I replied when the daughter said that she was not the person we wanted, “I never cared that you were not a girly girl. I never wanted a girly girl. From our first moment together, I always wanted you.” There is a picture of the first time I held her as she was delivered to us at JFK airport. I like the picture for the look of love and amazement I was giving her. (The picture, however, also less happily reminds me of how young and thin I once was.) I continued, “I never felt that I was a traditional boy. I always felt that I was an outsider. I loved you because you were you. I loved that you were not the same as others. I have always wanted you the way you are. I have always wanted you and that won’t change.” (It hasn’t.) I gave her a hug, and she returned it with what I believe is the strongest hug she has ever given me. And although we did not discuss it then, I also believed that she always wanted me as her dad. So, Trevor Noah’s words resonate not so much the being chose part, but for being wanted. Being wanted, is the greatest gift you can give to another human being, and the daughter and I give that to each other.
Noah went on to say something else that also applied to the daughter and me. After the lost decade, he wanted to know his father again, so he set out to interview him. He soon realized this was a mistake. He wanted a relationship, but he realized that relationships don’t come out of facts and information. “Relationships,” he wrote, “are built in the silences.” Time has to be spent together often in what seem like inconsequential ways for a true relationship.
That also resonated, but in a slightly different manner from way Noah meant. To understate it, the daughter as a tyke was never chatty.
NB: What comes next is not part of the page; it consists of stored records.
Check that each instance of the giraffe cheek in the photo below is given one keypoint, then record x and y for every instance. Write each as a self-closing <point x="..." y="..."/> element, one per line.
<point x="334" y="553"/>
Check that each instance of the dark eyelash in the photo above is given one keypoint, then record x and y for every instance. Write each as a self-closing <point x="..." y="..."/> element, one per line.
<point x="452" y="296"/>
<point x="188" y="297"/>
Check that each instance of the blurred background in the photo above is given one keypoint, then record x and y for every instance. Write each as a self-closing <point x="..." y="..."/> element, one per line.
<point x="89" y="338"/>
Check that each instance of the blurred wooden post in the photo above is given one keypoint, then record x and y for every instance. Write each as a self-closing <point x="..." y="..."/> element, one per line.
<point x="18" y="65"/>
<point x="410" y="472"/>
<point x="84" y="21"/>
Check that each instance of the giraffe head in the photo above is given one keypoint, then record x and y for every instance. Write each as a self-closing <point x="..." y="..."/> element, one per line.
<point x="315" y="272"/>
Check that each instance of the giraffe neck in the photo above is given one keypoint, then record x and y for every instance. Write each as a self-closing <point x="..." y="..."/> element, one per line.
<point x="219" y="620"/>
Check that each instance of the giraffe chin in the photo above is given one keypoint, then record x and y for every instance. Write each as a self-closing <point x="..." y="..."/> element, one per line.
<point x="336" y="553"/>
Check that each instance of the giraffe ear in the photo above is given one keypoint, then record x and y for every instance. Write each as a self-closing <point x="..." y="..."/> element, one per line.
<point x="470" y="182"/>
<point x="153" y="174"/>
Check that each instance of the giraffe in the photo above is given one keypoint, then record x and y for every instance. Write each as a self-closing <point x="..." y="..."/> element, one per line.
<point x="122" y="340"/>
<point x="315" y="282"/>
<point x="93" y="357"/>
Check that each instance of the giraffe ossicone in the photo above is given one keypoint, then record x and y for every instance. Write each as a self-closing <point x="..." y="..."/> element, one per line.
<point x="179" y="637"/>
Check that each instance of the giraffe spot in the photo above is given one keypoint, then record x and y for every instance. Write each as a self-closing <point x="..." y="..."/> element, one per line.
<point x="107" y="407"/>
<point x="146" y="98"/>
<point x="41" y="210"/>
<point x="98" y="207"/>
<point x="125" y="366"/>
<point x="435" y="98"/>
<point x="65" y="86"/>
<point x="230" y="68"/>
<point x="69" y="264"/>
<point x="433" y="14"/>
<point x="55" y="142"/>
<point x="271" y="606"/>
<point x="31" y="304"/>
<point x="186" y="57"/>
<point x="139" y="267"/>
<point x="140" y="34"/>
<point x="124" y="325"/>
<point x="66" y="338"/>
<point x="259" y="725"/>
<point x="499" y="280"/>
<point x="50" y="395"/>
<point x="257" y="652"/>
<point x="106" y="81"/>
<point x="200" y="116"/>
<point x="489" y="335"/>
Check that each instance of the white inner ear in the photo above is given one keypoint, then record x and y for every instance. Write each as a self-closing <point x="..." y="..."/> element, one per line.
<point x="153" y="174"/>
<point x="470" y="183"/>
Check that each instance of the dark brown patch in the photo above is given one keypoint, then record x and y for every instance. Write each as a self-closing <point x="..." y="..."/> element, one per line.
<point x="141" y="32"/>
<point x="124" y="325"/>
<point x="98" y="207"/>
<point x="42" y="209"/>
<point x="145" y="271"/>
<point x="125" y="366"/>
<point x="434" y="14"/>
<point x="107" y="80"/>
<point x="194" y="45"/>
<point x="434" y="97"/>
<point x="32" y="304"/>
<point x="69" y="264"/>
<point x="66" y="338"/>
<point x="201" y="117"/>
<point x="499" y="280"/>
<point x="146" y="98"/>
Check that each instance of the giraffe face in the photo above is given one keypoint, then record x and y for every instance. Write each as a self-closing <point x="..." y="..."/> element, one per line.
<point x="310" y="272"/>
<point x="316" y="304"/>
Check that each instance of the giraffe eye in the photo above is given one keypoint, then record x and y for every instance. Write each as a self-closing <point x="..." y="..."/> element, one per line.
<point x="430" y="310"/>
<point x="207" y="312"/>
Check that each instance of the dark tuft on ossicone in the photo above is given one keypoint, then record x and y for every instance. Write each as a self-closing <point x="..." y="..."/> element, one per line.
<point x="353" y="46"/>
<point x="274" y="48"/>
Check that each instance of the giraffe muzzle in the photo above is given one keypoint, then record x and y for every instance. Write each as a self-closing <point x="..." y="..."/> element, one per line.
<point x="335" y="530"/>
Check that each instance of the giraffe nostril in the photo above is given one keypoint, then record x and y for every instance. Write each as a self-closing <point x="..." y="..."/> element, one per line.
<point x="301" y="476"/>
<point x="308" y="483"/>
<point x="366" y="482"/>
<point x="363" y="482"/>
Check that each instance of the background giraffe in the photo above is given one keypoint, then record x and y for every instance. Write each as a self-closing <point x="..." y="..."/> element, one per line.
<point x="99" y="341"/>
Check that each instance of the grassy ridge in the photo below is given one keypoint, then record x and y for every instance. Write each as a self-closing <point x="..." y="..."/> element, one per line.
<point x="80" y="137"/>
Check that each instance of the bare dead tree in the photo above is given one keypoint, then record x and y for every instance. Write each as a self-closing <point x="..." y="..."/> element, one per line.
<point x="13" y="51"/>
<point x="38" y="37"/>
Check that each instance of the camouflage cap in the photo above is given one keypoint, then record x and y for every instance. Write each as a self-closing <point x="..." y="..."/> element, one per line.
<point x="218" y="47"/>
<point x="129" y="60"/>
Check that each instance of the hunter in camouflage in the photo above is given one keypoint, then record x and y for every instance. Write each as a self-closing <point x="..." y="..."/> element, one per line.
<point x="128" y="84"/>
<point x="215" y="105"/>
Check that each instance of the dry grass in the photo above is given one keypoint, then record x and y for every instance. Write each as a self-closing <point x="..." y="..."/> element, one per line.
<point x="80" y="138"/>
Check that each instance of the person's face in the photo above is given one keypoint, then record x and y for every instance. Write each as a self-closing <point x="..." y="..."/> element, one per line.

She was not the kind of girl who babbled about her day—what Suzy said or how Tommy got in trouble with the teacher. And she certainly did not like to be asked questions. That somehow always made her feel on the spot and uncomfortable. Instead, we spent hours together when I drove her to school, or we watched TV, or we were on a plane to Florida, or driving to the country, or on our way to a movie, or on our way to a tennis practice or tournament, and little was ever said. However, out of those many long silences she did occasionally say something. Without the silences, I knew, she would have said nothing. Our relationships really were built out of those silences.
So, Trevor Noah, I thank you for your book. Your story is touching and moving and eye-opening, but I especially thank you for reminding me of my bond with my daughter and some of the many reasons for it.